Re: TDB 2 Store Parameters

Samita Bai / PhD CS Scholar @ City Campus Mon, 16 Apr 2018 09:28:48 -0700

OK Andy I got your point. Can you please share the code that you used to read 
the Dynamic Linked Data Observatory dataset?




Regards,

Samita Bai

________________________________
From: Andy Seaborne <a...@apache.org>
Sent: 16 April 2018 15:34:07
To: users@jena.apache.org
Subject: Re: TDB 2 Store Parameters

If you wish to prcoess the data as it is parsed, then see StreamRDF and
either

NxParser, which is not part of Jena, is not a validating parser.
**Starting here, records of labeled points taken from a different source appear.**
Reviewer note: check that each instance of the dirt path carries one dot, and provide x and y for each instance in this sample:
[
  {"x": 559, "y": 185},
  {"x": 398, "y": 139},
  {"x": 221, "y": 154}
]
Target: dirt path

If the data is not valid, then you will have problems at some point,
either loading, querying or outputting later.

Adam has explained that TDB2 inxexes heavily so that querying is well
severed.

We can't help with the parser errors without knowing what they are.

Which files from Dynamic Linked Data Observatory are you processing?
Don't the later ones replace the earlier ones?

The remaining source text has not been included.